I'm trying to write an xarray dataset (that I believe to be already more or less canonically defined) to grib, but I crash on this

  File ".../lib/python3.10/site-packages/cfgrib/xarray_to_grib.py", line 272, in canonical_dataset_to_grib
    canonical_dataarray_to_grib(data_var, file, grib_keys=real_grib_keys, **kwargs)
  File "".../lib/python3.10/site-packages/cfgrib/xarray_to_grib.py", line 221, in canonical_dataarray_to_grib
    coords_names, data_var = expand_dims(data_var)
  File "".../lib/python3.10/site-packages/cfgrib/xarray_to_grib.py", line 171, in expand_dims
    data_var = data_var.expand_dims(coord_name)
  File "".../lib/python3.10/site-packages/xarray/core/dataarray.py", line 2535, in expand_dims
    ds = self._to_temp_dataset().expand_dims(dim, axis)
  File "".../lib/python3.10/site-packages/xarray/core/dataset.py", line 4243, in expand_dims
    raise ValueError(f"Dimension {d} already exists.
 ValueError: Dimension time already exists.")
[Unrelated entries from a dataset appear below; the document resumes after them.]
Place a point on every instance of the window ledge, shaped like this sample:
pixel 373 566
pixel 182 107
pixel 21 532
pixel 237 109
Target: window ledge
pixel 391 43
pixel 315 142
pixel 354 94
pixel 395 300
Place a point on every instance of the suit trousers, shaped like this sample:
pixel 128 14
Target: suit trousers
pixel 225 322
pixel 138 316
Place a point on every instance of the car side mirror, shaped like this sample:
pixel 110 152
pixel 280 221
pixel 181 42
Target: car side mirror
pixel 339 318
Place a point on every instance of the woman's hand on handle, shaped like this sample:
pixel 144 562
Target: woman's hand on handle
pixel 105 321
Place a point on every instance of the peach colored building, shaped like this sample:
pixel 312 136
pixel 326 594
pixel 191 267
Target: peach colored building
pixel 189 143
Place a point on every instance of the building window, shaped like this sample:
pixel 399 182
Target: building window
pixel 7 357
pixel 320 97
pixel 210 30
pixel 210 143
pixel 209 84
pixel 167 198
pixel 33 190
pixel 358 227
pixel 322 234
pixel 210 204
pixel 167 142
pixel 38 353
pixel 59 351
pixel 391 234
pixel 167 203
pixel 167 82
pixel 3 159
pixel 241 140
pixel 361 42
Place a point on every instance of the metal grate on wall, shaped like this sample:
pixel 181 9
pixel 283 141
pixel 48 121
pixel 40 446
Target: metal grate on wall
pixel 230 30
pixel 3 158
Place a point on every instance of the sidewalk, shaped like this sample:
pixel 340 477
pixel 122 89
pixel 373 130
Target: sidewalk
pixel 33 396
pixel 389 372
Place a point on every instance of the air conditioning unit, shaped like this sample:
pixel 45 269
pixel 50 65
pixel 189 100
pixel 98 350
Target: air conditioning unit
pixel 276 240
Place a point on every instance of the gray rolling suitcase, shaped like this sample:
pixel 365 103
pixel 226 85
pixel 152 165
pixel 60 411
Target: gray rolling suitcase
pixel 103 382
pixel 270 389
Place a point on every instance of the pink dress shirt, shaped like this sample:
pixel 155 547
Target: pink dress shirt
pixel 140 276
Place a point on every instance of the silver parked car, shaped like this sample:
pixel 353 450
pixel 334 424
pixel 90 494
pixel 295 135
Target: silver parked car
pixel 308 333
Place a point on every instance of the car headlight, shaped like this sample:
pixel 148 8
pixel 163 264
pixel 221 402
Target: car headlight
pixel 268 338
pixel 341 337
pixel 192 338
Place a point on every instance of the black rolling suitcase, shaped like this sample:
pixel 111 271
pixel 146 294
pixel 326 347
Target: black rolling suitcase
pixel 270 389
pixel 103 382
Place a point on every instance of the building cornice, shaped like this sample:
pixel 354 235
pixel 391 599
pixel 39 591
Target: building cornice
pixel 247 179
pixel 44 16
Now, the issue seems to be, I do already define the dimension time, and either I don't understand the whole paradigm of defining the dataset to match the wanted output, or cfgrib is a bit too aggressive it adding dimensions that it expects, even if they're already represented, if the size of the dimension coordinate happens to be 1.

If I simply insert additional condition if coord_name not in data_var.dims: to the line before the expand_dims call, the grib is written and does seem to contain all the anticipated data.

Did I miss something, or is this the way to go?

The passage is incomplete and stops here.